Dr. Di Desidero currently teaches professional writing at World Bank Group in Washington, D.C.; in the U.S. Department of Defense, where she directs the Leadership Communication Skills Center at Marine Corps University; and to postgraduate writers/researchers at the German Development Institute in Bonn, Germany. Throughout her career, she has chaired two academic departments and administered two writing centers that served both academic and professional writers. She has taught graduate and undergraduate courses in leadership communication, professional communication, composition, linguistics, literature, and education. Dr. Di Desidero holds a Ph.D. in Linguistics (Northwestern University), an Ed.M. in English Education (Rutgers University), and B.A. degrees in English and in German language and literature (Rutgers University).

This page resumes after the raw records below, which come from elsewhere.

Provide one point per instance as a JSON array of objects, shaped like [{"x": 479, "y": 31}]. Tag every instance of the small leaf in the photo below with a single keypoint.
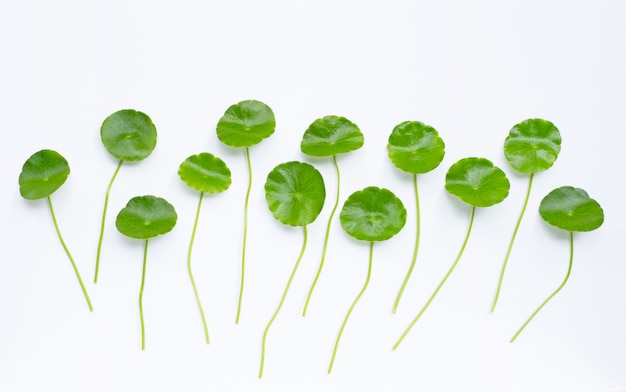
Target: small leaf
[
  {"x": 295, "y": 193},
  {"x": 205, "y": 172},
  {"x": 415, "y": 147},
  {"x": 571, "y": 209},
  {"x": 372, "y": 214},
  {"x": 129, "y": 135},
  {"x": 477, "y": 182},
  {"x": 246, "y": 124},
  {"x": 532, "y": 146},
  {"x": 331, "y": 135},
  {"x": 42, "y": 174},
  {"x": 146, "y": 217}
]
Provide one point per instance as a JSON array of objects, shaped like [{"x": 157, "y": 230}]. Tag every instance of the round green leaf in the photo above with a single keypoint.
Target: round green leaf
[
  {"x": 146, "y": 217},
  {"x": 42, "y": 174},
  {"x": 295, "y": 193},
  {"x": 477, "y": 182},
  {"x": 532, "y": 145},
  {"x": 128, "y": 135},
  {"x": 415, "y": 147},
  {"x": 205, "y": 172},
  {"x": 331, "y": 135},
  {"x": 372, "y": 214},
  {"x": 571, "y": 209},
  {"x": 246, "y": 124}
]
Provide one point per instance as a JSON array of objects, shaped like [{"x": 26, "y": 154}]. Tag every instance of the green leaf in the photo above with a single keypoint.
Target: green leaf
[
  {"x": 146, "y": 217},
  {"x": 331, "y": 135},
  {"x": 372, "y": 214},
  {"x": 295, "y": 193},
  {"x": 246, "y": 124},
  {"x": 42, "y": 174},
  {"x": 415, "y": 147},
  {"x": 571, "y": 209},
  {"x": 477, "y": 182},
  {"x": 205, "y": 172},
  {"x": 128, "y": 135},
  {"x": 532, "y": 145}
]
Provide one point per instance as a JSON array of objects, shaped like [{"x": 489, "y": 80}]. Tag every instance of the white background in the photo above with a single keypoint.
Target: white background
[{"x": 471, "y": 69}]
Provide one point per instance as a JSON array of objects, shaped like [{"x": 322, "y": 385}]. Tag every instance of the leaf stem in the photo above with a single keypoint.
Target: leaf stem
[
  {"x": 406, "y": 331},
  {"x": 104, "y": 214},
  {"x": 330, "y": 220},
  {"x": 193, "y": 282},
  {"x": 56, "y": 226},
  {"x": 143, "y": 280},
  {"x": 358, "y": 297},
  {"x": 417, "y": 241},
  {"x": 245, "y": 236},
  {"x": 282, "y": 300},
  {"x": 508, "y": 252},
  {"x": 569, "y": 270}
]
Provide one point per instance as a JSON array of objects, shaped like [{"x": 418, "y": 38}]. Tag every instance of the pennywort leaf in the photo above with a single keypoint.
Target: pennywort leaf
[
  {"x": 569, "y": 209},
  {"x": 42, "y": 174}
]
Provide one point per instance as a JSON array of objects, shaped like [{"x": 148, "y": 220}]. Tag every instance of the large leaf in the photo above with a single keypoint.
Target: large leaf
[
  {"x": 415, "y": 147},
  {"x": 146, "y": 217},
  {"x": 205, "y": 172},
  {"x": 246, "y": 124},
  {"x": 532, "y": 145},
  {"x": 295, "y": 193},
  {"x": 372, "y": 214},
  {"x": 331, "y": 135},
  {"x": 571, "y": 209},
  {"x": 477, "y": 182},
  {"x": 42, "y": 174},
  {"x": 129, "y": 135}
]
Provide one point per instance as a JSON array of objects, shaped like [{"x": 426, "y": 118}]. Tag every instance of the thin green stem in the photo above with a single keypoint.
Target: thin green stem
[
  {"x": 143, "y": 281},
  {"x": 104, "y": 214},
  {"x": 193, "y": 282},
  {"x": 417, "y": 242},
  {"x": 356, "y": 300},
  {"x": 406, "y": 331},
  {"x": 330, "y": 220},
  {"x": 569, "y": 270},
  {"x": 508, "y": 252},
  {"x": 56, "y": 226},
  {"x": 245, "y": 236},
  {"x": 280, "y": 304}
]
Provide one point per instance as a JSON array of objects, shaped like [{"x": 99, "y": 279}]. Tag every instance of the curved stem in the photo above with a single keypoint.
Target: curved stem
[
  {"x": 508, "y": 252},
  {"x": 330, "y": 220},
  {"x": 104, "y": 214},
  {"x": 193, "y": 282},
  {"x": 358, "y": 297},
  {"x": 569, "y": 270},
  {"x": 417, "y": 242},
  {"x": 406, "y": 331},
  {"x": 56, "y": 226},
  {"x": 280, "y": 304},
  {"x": 245, "y": 236},
  {"x": 143, "y": 280}
]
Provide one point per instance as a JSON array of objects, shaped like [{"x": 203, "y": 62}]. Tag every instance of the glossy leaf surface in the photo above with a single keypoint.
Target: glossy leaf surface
[
  {"x": 532, "y": 145},
  {"x": 415, "y": 147},
  {"x": 42, "y": 174},
  {"x": 477, "y": 182},
  {"x": 205, "y": 172},
  {"x": 246, "y": 124},
  {"x": 571, "y": 209},
  {"x": 146, "y": 217},
  {"x": 372, "y": 214},
  {"x": 129, "y": 135},
  {"x": 295, "y": 193},
  {"x": 331, "y": 135}
]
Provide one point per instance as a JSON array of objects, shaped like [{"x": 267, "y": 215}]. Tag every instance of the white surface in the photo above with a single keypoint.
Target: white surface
[{"x": 470, "y": 69}]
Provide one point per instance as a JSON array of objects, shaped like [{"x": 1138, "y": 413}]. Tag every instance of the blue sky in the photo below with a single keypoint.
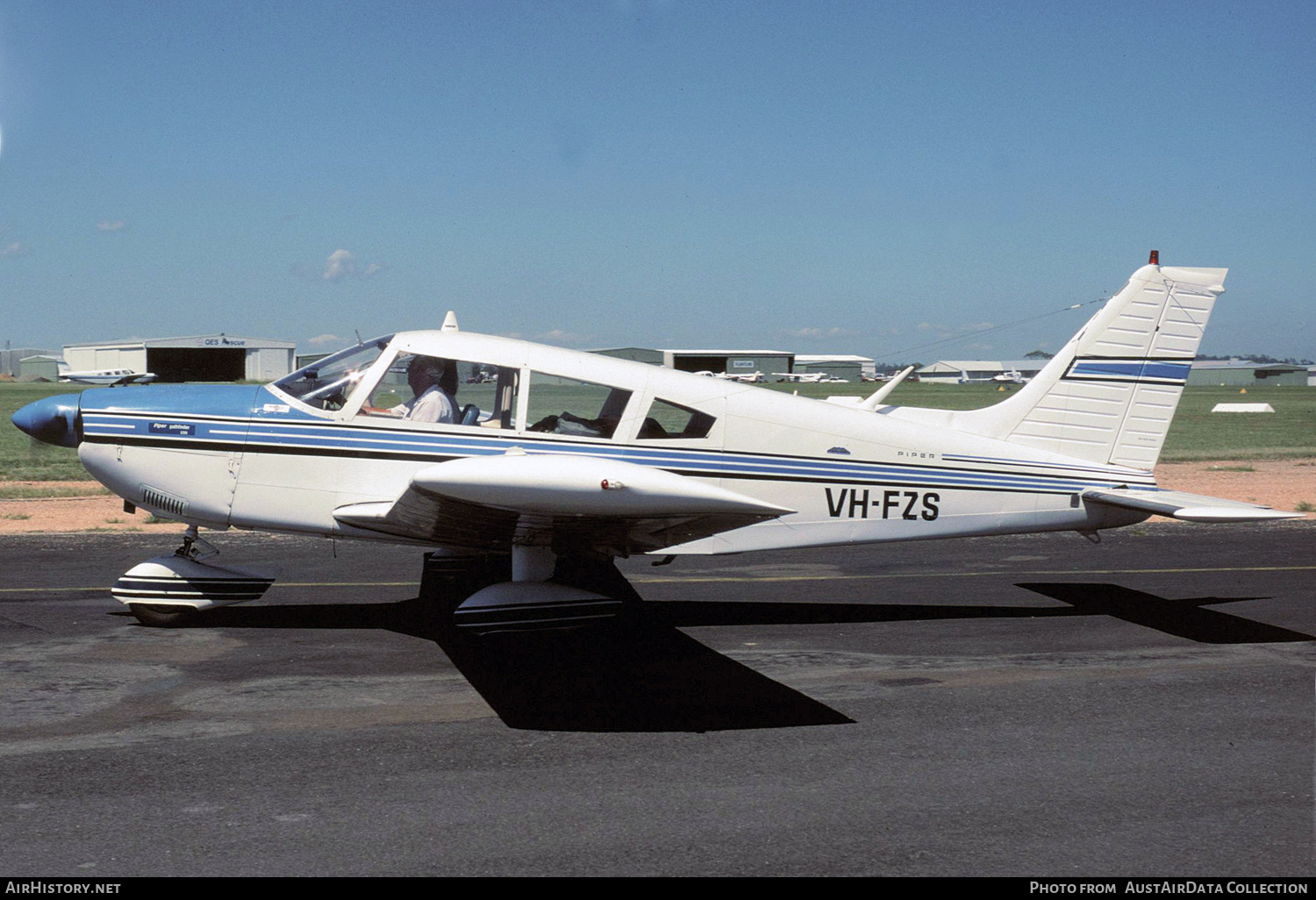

In addition to her projects on third space writing theory that inform the development of her professional writing courses, Dr. Di Desidero’s most recent research uses methods associated with the ethnography of communication to investigate language and identity within specific educational, workplace, and leadership contexts. Recent publications include “Facework and the Negotiation of Multiple Identities in Online Class Discussion” (Writing in Online Courses, Myer Educational Press, 2018); The Marine Corps University Communications Style Guide, 12th edition (forthcoming 2019); and “A Rose by any Other Name: The Use of Honorifics in University Adult Education” (in The Distance Education Oracle, 2012).
The course she will teach at IWP uses a studio approach to writing that helps students gain control over conventions of academic writing, including rhetorical strategies, paragraph design, and sentence clarity. Using the students’ own writing as a basis for learning, the course aims to help students develop and strengthen their own writing strategies so that they can become more efficient and more effective writers in both academic and political contexts.